The Federal Reserve raised its short-term federal funds rate 0.25% to a range of 1.75% to 2%, as expected, but also indicated two more rate hikes this year for a total of four, followed by three in 2019. As recently as March, the Fed was indicating just three hikes this year.
The more aggressive projection reflects a more bullish economic outlook from the Fed.
Fed policymakers lowered their median forecast for unemployment to 3.6% this year, down from 3.8% previously, and to 3.5% for the following two years.
At the same time they raised their median projections for headline Personal Consumption Expenditures, the Fed’s favored gauge of inflation, to 2.1% this year and the next two, up from 1.9% for 2018 and 2% for 2019 (its 2020 projection was unchanged). Core PCE inflation, which exempts food and energy, is projected to increase to 2% this year, up from 1.9% previously, and 2.1% for the each of the next two years.
Inflation is “just about at our 2% goal,” said Fed Chairman Jerome Powell in his press conference following the policy announcement from the Federal Open Market Committee.
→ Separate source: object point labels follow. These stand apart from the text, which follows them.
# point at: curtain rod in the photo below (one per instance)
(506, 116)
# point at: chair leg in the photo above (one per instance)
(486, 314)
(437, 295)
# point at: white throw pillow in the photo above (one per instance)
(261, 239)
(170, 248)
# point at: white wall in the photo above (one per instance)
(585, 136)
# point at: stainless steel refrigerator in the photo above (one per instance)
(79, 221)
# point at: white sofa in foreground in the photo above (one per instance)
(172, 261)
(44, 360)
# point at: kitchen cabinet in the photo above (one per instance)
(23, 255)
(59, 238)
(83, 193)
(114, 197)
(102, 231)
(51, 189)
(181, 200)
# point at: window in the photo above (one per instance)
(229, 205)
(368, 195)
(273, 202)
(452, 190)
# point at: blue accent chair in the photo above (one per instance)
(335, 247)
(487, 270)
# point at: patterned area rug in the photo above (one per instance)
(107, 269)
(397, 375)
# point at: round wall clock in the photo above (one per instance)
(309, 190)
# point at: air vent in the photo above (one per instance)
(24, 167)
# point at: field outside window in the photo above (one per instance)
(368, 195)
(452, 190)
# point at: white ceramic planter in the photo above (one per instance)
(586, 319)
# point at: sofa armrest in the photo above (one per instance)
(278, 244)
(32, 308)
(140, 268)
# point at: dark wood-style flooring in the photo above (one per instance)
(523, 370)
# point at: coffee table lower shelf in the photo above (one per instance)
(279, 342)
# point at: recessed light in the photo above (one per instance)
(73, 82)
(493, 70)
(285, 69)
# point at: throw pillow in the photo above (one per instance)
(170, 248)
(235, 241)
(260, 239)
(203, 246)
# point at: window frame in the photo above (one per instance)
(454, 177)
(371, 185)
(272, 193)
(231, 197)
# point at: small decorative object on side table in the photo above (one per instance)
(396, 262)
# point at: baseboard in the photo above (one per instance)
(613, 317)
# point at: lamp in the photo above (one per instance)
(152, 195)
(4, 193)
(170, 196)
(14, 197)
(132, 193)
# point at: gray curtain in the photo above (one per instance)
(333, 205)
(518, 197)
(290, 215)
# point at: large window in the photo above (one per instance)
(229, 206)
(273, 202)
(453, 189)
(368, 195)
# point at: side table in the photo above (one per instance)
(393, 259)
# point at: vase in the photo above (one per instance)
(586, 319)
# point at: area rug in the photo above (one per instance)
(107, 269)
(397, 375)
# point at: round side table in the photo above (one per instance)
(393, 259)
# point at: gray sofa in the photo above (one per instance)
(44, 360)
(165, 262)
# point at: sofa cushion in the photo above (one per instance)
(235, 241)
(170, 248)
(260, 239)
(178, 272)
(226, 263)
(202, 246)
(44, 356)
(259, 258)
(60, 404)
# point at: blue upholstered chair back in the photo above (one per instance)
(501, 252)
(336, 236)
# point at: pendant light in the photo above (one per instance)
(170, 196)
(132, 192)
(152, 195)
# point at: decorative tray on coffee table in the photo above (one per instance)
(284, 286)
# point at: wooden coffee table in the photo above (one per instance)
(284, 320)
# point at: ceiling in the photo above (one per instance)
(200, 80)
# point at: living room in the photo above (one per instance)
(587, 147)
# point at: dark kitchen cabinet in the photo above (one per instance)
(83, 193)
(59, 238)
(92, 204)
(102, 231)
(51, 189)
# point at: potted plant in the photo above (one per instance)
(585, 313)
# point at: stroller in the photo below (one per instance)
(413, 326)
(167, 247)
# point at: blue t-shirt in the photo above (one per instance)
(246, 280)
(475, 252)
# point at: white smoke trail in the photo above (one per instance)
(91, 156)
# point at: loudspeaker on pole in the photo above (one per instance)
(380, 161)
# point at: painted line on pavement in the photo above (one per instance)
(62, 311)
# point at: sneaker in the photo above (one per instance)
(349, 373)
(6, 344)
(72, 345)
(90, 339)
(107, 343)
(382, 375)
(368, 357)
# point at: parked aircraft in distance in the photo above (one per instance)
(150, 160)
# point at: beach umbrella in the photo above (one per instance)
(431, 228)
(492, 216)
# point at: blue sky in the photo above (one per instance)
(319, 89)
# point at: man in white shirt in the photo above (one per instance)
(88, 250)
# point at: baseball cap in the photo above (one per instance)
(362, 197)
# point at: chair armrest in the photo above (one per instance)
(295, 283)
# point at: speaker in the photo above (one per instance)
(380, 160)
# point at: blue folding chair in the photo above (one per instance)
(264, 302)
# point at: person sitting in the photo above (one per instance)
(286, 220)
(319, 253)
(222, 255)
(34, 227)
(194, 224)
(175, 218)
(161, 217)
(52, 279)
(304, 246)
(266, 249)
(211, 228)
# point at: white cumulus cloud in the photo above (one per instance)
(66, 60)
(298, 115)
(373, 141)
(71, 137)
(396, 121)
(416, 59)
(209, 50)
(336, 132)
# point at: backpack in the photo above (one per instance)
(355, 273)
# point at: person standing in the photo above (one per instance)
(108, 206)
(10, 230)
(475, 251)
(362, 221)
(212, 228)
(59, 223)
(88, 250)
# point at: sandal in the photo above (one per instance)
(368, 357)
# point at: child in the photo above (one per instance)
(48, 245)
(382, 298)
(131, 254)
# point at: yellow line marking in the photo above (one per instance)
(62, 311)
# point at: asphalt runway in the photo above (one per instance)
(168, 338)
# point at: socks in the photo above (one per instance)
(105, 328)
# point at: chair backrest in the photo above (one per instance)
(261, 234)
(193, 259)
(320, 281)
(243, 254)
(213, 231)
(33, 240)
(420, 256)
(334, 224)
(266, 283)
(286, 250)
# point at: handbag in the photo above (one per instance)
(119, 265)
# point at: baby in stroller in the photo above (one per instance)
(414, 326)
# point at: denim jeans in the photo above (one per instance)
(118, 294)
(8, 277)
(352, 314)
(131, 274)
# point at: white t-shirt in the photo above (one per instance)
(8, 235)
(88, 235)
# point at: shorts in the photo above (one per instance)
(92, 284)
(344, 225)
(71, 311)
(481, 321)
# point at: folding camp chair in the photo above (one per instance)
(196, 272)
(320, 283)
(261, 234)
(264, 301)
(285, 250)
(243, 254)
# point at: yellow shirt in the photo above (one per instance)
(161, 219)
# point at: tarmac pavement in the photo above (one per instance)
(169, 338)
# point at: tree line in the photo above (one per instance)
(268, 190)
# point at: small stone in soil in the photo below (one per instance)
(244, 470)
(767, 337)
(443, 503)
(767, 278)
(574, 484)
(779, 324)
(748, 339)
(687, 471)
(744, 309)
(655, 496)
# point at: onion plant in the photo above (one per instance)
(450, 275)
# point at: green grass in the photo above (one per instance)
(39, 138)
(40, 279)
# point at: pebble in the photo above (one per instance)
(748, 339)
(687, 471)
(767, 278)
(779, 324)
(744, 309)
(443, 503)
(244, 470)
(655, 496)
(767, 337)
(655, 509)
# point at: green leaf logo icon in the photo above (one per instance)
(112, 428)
But he added that the central bank was “not ready to declare victory until we sustain that over time, which we haven’t done yet.”
The Fed also raised its median forecast for GDP growth in 2018 to 2.8%, up from 2.7%, but made no changes for projections of 2.4% and 2% for 2019 and 2020.
In its statement, the Fed noted that “economic activity as been rising at a solid rate, job gains have been strong … [and] business fixed investment has continued to grow strongly.”